Banka, sorunlu kredilerden dolayı ABD hükümetinin talep ettiği
14 milyar dolarlık uzlaşma bedelini ödemeyeceğini açıklamıştı. Bu
da yatırımcıları endişelendiren konulardan oldu.
-İşten çıkarmalar
Banka, yaşanan sıkıntıların yanı sıra yüksek eleman kesintisiyle
de öne çıktı. Geçen yılın ekim ayında yapılan açıklamada, bankanın
2020 stratejisi kapsamında aralarında Arjantin, Şili, Meksika,
Peru, Uruguay, Danimarka, Finlandiya, Norveç, Malta ve Yeni Zelanda
gibi ülkelerin bulunduğu dünya genelinde 10 ülkedeki faaliyetlerine
son vereceği ve yaklaşık 35 bin kişinin işten çıkarılacağı
duyuruldu.
Açıklamada ayrıca bankanın Almanya’da 200’den fazla şubesini
kapatacağı ve Postbank iştirakini satacağı da belirtilmişti.
-Alman hükumeti müdahale eder mi?
Kamuoyunda, krizin daha da derinleşmesi durumunda Alman hükumetinin devreye girebileceği görüşü hakim. Ancak hükumet tarafından yapılan açıklamalarda, bankaya kurtarma planı uygulanmayacağı vurgulandı. Bankadan yapılan açıklamada da ABD ile sorunlarda Alman hükumetinden yardım talep edilmediği ve kamu kurtarmasının aranmayacağı kaydedildi.
Ayrıca Avro Bölgesi'nde para politikasını yürütmekten sorumlu
olan Avrupa Merkez Bankasının (ECB) Başkanı Mario Draghi,
Berlin'deki açıklamasında Deutsche Bank'taki sorunlardan ECB
politikalarının sorumlu olduğu yönündeki eleştirilere cevap
verdi.
Bu görüşe katılmadığını belirten Draghi, "Eğer bir banka
sistematik bir tehdidi temsil ediyorsa bunun nedeni düşük faizler
olamaz. Bunun arkasında başka nedenler olmalı." değerlendirmesinde
bulundu.
Öte yandan Deutsche Bank’ın yanı sıra Almanya’nın en büyük
ikinci bankasında da işler yolunda gitmiyor.

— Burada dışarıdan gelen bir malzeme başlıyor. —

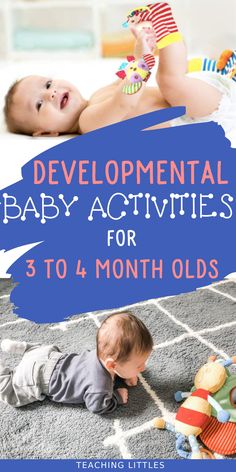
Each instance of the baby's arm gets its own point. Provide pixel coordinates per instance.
(112, 110)
(132, 382)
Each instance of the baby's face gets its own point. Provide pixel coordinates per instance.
(47, 106)
(135, 365)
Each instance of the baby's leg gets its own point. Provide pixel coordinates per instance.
(8, 393)
(17, 347)
(27, 381)
(199, 98)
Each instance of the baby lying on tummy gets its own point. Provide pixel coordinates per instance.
(38, 106)
(124, 345)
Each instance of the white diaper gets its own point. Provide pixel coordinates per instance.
(225, 116)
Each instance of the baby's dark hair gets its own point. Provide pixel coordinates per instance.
(120, 335)
(12, 124)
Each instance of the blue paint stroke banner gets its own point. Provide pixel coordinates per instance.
(120, 215)
(114, 464)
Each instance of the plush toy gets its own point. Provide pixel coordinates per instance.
(194, 415)
(221, 437)
(225, 65)
(135, 71)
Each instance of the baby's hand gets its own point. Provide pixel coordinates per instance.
(132, 382)
(124, 394)
(145, 41)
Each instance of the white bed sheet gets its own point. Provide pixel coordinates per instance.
(87, 75)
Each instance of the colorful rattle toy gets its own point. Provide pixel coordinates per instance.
(194, 415)
(136, 71)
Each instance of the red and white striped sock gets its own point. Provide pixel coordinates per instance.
(150, 60)
(163, 23)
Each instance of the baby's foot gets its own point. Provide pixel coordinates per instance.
(145, 41)
(10, 345)
(132, 382)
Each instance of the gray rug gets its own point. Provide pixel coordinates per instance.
(186, 329)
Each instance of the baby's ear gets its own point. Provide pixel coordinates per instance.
(51, 134)
(109, 363)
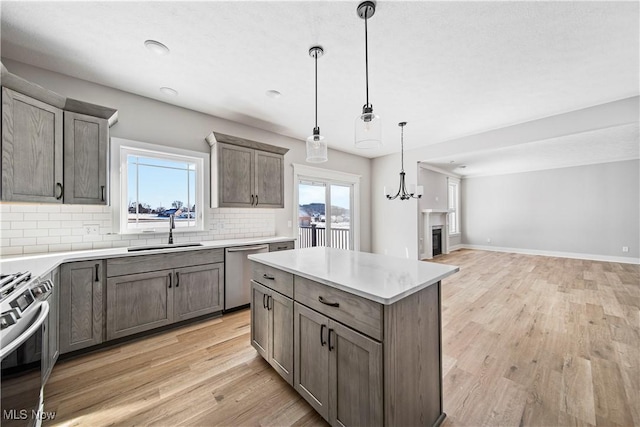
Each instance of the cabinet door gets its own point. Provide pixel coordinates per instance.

Commerzbank, ana işlerine konsantre olmak için yeniden yapılanmanın bir parçası olarak gelecek yıllarda 9 bin 600 kişiyi işten çıkaracağını bildirdi. Yaklaşık 50 bin çalışanı bulunan banka, söz konusu işten çıkarmalarla personelini yaklaşık yüzde 20 azaltmış olacak.